I think I could be in love with him again and again, the feeling of assuredness that he will still ultimately be the man that I will marry has emanate the very depths of my soul once more...

It has something to do with our conversation. Funny how I think he knows me better than I think he knows me...

*****

At the back of my mind, I cannot stop thinking of Dr. Jekyll & Hyde. It torments me slightly to know that I never get over my "uncoolness" like an infatuated high schoolgirl for him. During our private moments, he certainly teased the damsel out of me. In between my flirtatious and seductive behaviour, there are impulses within me to yield my vulnerable self to him. I wonder why.

But at the same time, Dr. Jekyll & Hyde made me feel so comfortable with him physically though he is really a stranger. I now remember that last day where we were hanky pankering in bed. His finger played at my private opening and I was beginning to feel like I needed the bathroom. I laughed and asked him to stop and told him in my ticklish state that if he wouldn't stop, I would really pee. He got highly amused and proceeded to further aggravate my sex with his fingers before I pulled it away where he then hugged and kissed me.

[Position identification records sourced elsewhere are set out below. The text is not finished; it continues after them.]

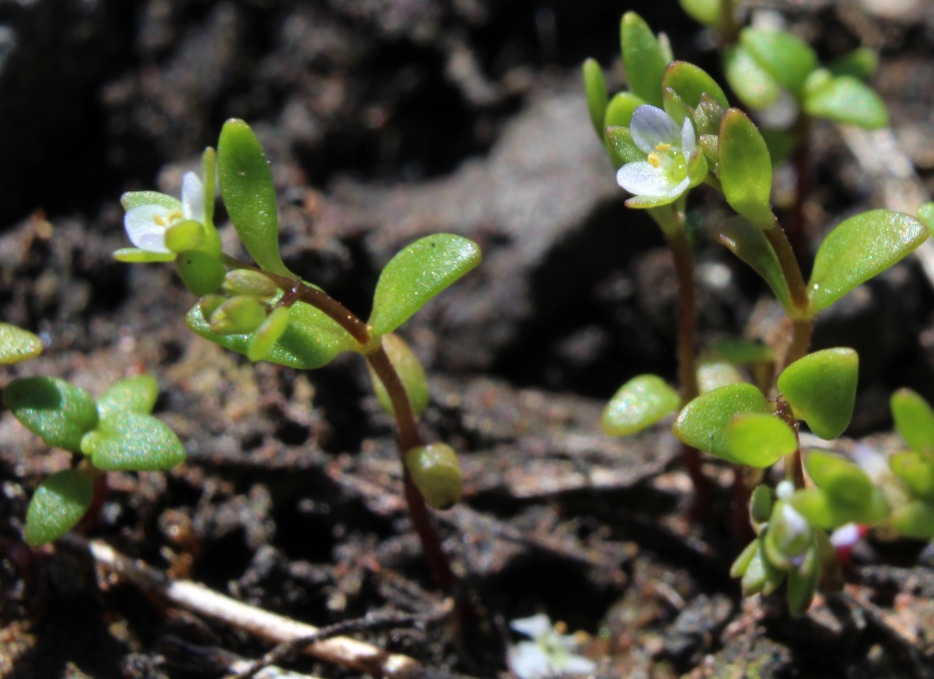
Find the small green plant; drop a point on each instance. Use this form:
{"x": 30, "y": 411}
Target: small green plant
{"x": 270, "y": 314}
{"x": 674, "y": 130}
{"x": 113, "y": 433}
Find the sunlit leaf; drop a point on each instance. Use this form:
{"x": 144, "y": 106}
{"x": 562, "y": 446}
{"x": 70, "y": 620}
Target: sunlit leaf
{"x": 52, "y": 408}
{"x": 129, "y": 441}
{"x": 703, "y": 422}
{"x": 57, "y": 505}
{"x": 821, "y": 388}
{"x": 745, "y": 168}
{"x": 249, "y": 194}
{"x": 418, "y": 273}
{"x": 436, "y": 473}
{"x": 17, "y": 344}
{"x": 640, "y": 403}
{"x": 858, "y": 249}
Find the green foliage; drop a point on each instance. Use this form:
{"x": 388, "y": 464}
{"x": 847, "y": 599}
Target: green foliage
{"x": 745, "y": 168}
{"x": 644, "y": 59}
{"x": 417, "y": 274}
{"x": 858, "y": 249}
{"x": 703, "y": 422}
{"x": 436, "y": 473}
{"x": 17, "y": 344}
{"x": 640, "y": 403}
{"x": 130, "y": 441}
{"x": 249, "y": 194}
{"x": 821, "y": 388}
{"x": 61, "y": 414}
{"x": 410, "y": 371}
{"x": 58, "y": 504}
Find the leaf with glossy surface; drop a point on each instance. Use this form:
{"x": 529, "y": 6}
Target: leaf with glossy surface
{"x": 418, "y": 273}
{"x": 845, "y": 99}
{"x": 745, "y": 168}
{"x": 130, "y": 441}
{"x": 249, "y": 194}
{"x": 311, "y": 340}
{"x": 57, "y": 505}
{"x": 640, "y": 403}
{"x": 703, "y": 422}
{"x": 134, "y": 394}
{"x": 644, "y": 59}
{"x": 760, "y": 439}
{"x": 821, "y": 388}
{"x": 436, "y": 473}
{"x": 17, "y": 344}
{"x": 410, "y": 372}
{"x": 914, "y": 419}
{"x": 52, "y": 408}
{"x": 858, "y": 249}
{"x": 751, "y": 245}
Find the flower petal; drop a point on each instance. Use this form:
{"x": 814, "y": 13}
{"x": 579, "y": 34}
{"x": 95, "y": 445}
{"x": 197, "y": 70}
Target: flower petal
{"x": 643, "y": 179}
{"x": 192, "y": 197}
{"x": 651, "y": 126}
{"x": 142, "y": 229}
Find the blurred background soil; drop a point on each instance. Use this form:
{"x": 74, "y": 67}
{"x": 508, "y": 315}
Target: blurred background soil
{"x": 385, "y": 121}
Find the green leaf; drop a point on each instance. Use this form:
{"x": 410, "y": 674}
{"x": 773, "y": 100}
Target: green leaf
{"x": 130, "y": 441}
{"x": 858, "y": 249}
{"x": 839, "y": 479}
{"x": 751, "y": 245}
{"x": 745, "y": 168}
{"x": 410, "y": 371}
{"x": 249, "y": 194}
{"x": 640, "y": 403}
{"x": 707, "y": 12}
{"x": 690, "y": 82}
{"x": 202, "y": 273}
{"x": 436, "y": 473}
{"x": 914, "y": 419}
{"x": 821, "y": 388}
{"x": 844, "y": 99}
{"x": 264, "y": 339}
{"x": 57, "y": 505}
{"x": 915, "y": 519}
{"x": 311, "y": 340}
{"x": 644, "y": 59}
{"x": 133, "y": 199}
{"x": 595, "y": 90}
{"x": 137, "y": 256}
{"x": 703, "y": 422}
{"x": 52, "y": 408}
{"x": 17, "y": 344}
{"x": 134, "y": 394}
{"x": 751, "y": 83}
{"x": 760, "y": 439}
{"x": 789, "y": 60}
{"x": 916, "y": 470}
{"x": 418, "y": 273}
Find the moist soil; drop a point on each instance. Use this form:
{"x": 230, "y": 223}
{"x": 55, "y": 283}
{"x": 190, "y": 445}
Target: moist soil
{"x": 386, "y": 121}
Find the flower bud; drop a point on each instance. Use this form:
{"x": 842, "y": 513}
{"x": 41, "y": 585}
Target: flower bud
{"x": 436, "y": 473}
{"x": 238, "y": 315}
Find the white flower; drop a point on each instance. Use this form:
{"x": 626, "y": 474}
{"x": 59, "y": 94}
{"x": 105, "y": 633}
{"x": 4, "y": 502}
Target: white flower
{"x": 673, "y": 162}
{"x": 146, "y": 224}
{"x": 549, "y": 653}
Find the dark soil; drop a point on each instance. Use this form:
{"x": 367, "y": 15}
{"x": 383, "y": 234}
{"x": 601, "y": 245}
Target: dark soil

In one month's time, I'll head home for a weekend of fun and party and I wonder if I would ever see him.

The best laid plans always fails and I figured I should not have any expectations.

I cannot tell you, my readers how fondly I think of this guy. Many a time, I catch myself between my brain downtimes at work secretly reading and re-reading my post of "Why am I telling you this..." just so that I could hold on to those memories and remind myself of those wonderful moments that I spent with him and the things we talked about.

In fact, the thought of him now makes my heart skip a beat and I feel like I am suffering from one of the classic symptons of infatuation misconstrued as "love" by some. Heh! Not that I think I am in love but I sure know I have tons of affection for this guy. There is something in him that makes me view him as my friend...

Ok, quit it P! It's a lost cause. Next please!

****

My Manila Ted just texted me. I have just informed him of my travelling schedule into Asia next month. I said B and I would be in Hong Kong and Macau before I head off back to Singapore.

He replied to this and said the idea is tempting although he has to be around in Manila to step up the political campaigns for elections in support of a few of his friends in May! So he'll have to see if his schedule permits.

"Baby, I am flying to Asia next month, not May." was what I have just replied.

He texted back to tell me he is now at mass for Ash Wednesday.

Well, not that I care!

I wanted a quick fix to my Ego but looks like I am not getting it! Grrrrrrrrghhhhhhh!!!

Okay, enough whingeing. At least, things are looking pretty good between DL and me.

Oh and by the way, I was walking alone (as usual) to look for dinner just now after work and I caught sight of my favourite Shampoo Boy at the mall. That was so coincidental but thank goodness he took no notice of me because I look and feel damm fat and ugly!











Comments:
2 words: Murphy's Law

You don't need these debris, babe! Follow the heart (using clear and present logic of course), the DL is there.